晏琳琅才将提起的心脏,又晃悠悠落了下去。
也对,殷无渡念在旧情的份上与她神交一次,并不能说明什么。一个决心要飞升白玉京的神明,怎么可能还有别的企图呢?
不过,殷无渡这话倒是提醒了她。
“有一个很重要的问题。我一直不明白,逍遥境已有百年不曾有人召神成功,为何偏偏我一次就中?而且,还是在力量最为虚弱的濒死之际召神成功。”
晏琳琅撑着红衣青年饱满紧实的胸膛,俯身逼近,“殷无渡,你实话告诉我,将你从九天之上召来我身边的,究竟是召神秘术,还是……你留在我灵府中的那一缕同命魂丝?”
殷无渡保持着后仰撑榻的姿势,目光缓缓扫过几乎跪坐在他腰上的少女,问:“你一定要用这样的姿势问话?”
晏琳琅道:“别打岔。”
殷无渡转移注意力失败,遂敛了笑意,反问道:“你说呢?”
“我记得你说过,每次我身处险境时,你都会有所感应。”
晏琳琅大概猜出了内情,自殷无渡屈起的腿间下来,翻身倚坐在榻沿,托腮沉吟道,“所以,能感应到我有危险的根本不是言灵契,而是你留下的魂丝。”
殷无渡在她灵府中种下魂丝时曾说过,无论她身处怎样孤立无援的险境,他都会第一时间赶到。
哪怕时隔六十年,哪怕他已飞升成神、忘却一切,仍会在她燃烧神魂的濒死之际现身降世,阴差阳错回应了她的血阵献祭……
可救了她的哪里是什么召神秘术?分明是少年人于六十年前种下的,一片赤忱爱意。
难怪殷无渡会说“两相忘已经没有意义了”,因为两人的神魂早已交融,魂丝相连,仅仅抹去记忆根本不足以斩断情丝羁绊……
晏琳琅抬手扶额,轻叹一声:“想想也是,若没有魂丝牵连,即便召神成功,又怎么可能恰巧召出你来?我真是愚钝,竟到现在才想明白。”
殷无渡拉下她扶额的手,盯着她潮湿的眼尾看了一会儿,才平声说:“的确是因魂丝的存在,你才能顺利召我下界,我也是恢复记忆后才想通其中关节。再者,你我皆是第一次召神与被召,不清楚天道规则实属正常,谈何愚钝?好了,不要再自责。”
他这个人最不喜欢多说废话,难得宽慰这么一连串。
尽管他脸上淡淡的看不出情绪,晏琳琅还是如释重负,起伏的心境舒服了许多。
她问:“你为何不告诉我真相?”
殷无渡问:“你指什么?”
“鬼蜮封阵那晚,我们做过的那些事……”
晏琳琅抱着双膝,乌发自肩头流泻,似是嗔怪,“事后,你为何不曾向我提及?”
殷无渡看着她的眼睛里多了几分意味深长,淡然道:“我问过。”
那晚神交定情后,殷无渡尝到了从未有过的兴奋,仿佛苦尽甘来,仿佛云开月明,连忍受涅槃池销骨洗髓的剧痛时都带着病态的愉悦。

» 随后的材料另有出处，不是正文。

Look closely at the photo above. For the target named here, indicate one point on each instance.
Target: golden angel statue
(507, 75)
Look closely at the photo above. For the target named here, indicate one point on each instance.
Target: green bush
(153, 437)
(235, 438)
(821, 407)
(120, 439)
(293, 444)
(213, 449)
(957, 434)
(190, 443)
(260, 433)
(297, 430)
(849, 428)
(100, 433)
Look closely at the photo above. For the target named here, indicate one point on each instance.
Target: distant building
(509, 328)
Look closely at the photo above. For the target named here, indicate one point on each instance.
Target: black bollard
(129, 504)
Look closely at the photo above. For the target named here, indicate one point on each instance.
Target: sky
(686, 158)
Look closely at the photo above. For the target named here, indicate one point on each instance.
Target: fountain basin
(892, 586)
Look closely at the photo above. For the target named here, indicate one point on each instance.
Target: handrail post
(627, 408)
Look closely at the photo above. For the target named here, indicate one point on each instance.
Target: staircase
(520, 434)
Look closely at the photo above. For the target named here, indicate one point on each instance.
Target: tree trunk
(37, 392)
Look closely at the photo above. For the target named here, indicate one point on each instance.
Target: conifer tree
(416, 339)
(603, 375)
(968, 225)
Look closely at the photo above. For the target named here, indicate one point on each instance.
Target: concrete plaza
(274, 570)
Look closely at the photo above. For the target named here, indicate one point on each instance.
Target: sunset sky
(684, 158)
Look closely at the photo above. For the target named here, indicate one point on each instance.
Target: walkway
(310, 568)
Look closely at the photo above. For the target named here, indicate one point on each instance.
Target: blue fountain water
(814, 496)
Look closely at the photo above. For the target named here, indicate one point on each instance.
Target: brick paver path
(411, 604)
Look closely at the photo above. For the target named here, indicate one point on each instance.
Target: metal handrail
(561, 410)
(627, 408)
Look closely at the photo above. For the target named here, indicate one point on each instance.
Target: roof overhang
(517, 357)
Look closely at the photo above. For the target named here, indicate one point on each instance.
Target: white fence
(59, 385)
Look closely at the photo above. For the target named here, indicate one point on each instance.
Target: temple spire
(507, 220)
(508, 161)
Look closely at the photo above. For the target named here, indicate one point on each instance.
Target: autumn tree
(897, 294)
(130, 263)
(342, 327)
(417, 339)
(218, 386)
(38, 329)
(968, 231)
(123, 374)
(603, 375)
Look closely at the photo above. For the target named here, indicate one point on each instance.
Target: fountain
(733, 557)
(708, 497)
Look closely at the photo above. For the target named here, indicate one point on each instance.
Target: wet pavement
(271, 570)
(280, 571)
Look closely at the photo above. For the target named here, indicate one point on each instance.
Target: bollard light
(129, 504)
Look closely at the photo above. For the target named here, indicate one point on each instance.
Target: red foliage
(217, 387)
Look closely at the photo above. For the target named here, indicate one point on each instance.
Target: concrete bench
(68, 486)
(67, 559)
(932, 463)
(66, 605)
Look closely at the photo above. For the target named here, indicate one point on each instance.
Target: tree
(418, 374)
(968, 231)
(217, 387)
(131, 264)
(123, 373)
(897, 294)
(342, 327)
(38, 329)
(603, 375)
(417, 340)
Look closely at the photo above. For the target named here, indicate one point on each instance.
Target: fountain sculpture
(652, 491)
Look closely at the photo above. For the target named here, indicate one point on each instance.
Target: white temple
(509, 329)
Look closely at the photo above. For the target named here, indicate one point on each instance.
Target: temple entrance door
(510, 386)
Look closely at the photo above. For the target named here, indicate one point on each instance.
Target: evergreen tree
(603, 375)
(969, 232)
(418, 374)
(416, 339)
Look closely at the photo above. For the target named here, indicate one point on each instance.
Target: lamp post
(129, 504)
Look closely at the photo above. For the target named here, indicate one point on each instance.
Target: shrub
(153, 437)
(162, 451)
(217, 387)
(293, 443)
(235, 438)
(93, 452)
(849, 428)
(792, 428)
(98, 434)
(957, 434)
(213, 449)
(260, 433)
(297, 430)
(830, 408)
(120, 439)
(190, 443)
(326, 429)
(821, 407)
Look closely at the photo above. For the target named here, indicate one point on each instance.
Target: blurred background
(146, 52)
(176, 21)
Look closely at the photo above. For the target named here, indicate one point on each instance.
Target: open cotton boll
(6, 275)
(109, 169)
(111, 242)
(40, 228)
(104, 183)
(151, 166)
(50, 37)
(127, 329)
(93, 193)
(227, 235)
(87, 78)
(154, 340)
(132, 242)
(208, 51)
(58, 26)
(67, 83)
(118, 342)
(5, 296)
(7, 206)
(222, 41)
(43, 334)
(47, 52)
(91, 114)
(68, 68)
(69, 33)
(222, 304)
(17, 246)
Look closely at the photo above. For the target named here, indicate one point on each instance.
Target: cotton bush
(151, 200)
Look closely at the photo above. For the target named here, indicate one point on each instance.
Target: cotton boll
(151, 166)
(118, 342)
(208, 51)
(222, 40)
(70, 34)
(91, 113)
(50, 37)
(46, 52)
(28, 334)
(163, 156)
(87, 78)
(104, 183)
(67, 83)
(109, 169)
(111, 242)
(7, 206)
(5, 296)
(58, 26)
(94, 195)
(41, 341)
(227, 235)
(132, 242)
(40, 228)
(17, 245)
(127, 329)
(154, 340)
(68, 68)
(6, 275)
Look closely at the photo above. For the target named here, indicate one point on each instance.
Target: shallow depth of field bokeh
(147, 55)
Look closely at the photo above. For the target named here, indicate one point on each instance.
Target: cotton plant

他满心期许地等着晏琳琅来找他,他以为他终于不必藏着那潮湿阴暗的偏执欲,可以光明正大地与爱慕之人比肩站在一起……
他在涅槃池中泡了七日,也等了七日,晏琳琅再未提及过那晚的承诺。
他一次次安慰自己:晚晚重伤初愈便要赶着参加仙门玄谈会,一定是太忙了才会忘记。她是众星捧月的仙都少主,不是拘泥于小情小爱的闺阁女子,自然是要以仙门事务为重,再等等,等她回来就好了……
可一个月后晏琳琅归来,带来的却是移情别恋的消息。
浓烈的不甘几乎将少年吞没,他闯入殿中问她,是否还记得鬼蜮阵门外做过什么、答应了他什么?
少女执笔批阅公文,纸上朱批却写着斗大一个“奚”字,明显已经神游天外,闻言只是慢慢抬眼,疑惑地看向他……
往事不堪回首。
殷无渡自回忆中抽身,凉飕飕地复述:“你说,你不记得了。”
晏琳琅讶然,食中二指抵着额角回想半晌,而后绝望地发现:好像、似乎、的确有这么一回事。
自情花咒锁定奚长离后,她控制不住的眼里心里全是他,对旁人的许多事要么不上心,要么言帚忘笤、丢三落四。
殷无渡并不打算轻易放过她的那点内疚,继而道:“我甚至想过,你喜欢很多人也没有关系,只要最喜欢的是我,只要最终还会回到我身边……”
“别说了别说了。”
晏琳琅抬手制止他,也亏得她现在情咒解了大半,七情不似先前那般泛滥,否则此刻的内疚恐怕能折腾得她寝食难安。
她问:“我该说‘对不起’吗?”
殷无渡反被她的直接逗笑了,散漫的语气:“我说过,你无需向我道歉。”
“我知道,即使我不说什么,你也能明白我的苦衷。但我不能因为你不介意,就当做什么都没发生过。”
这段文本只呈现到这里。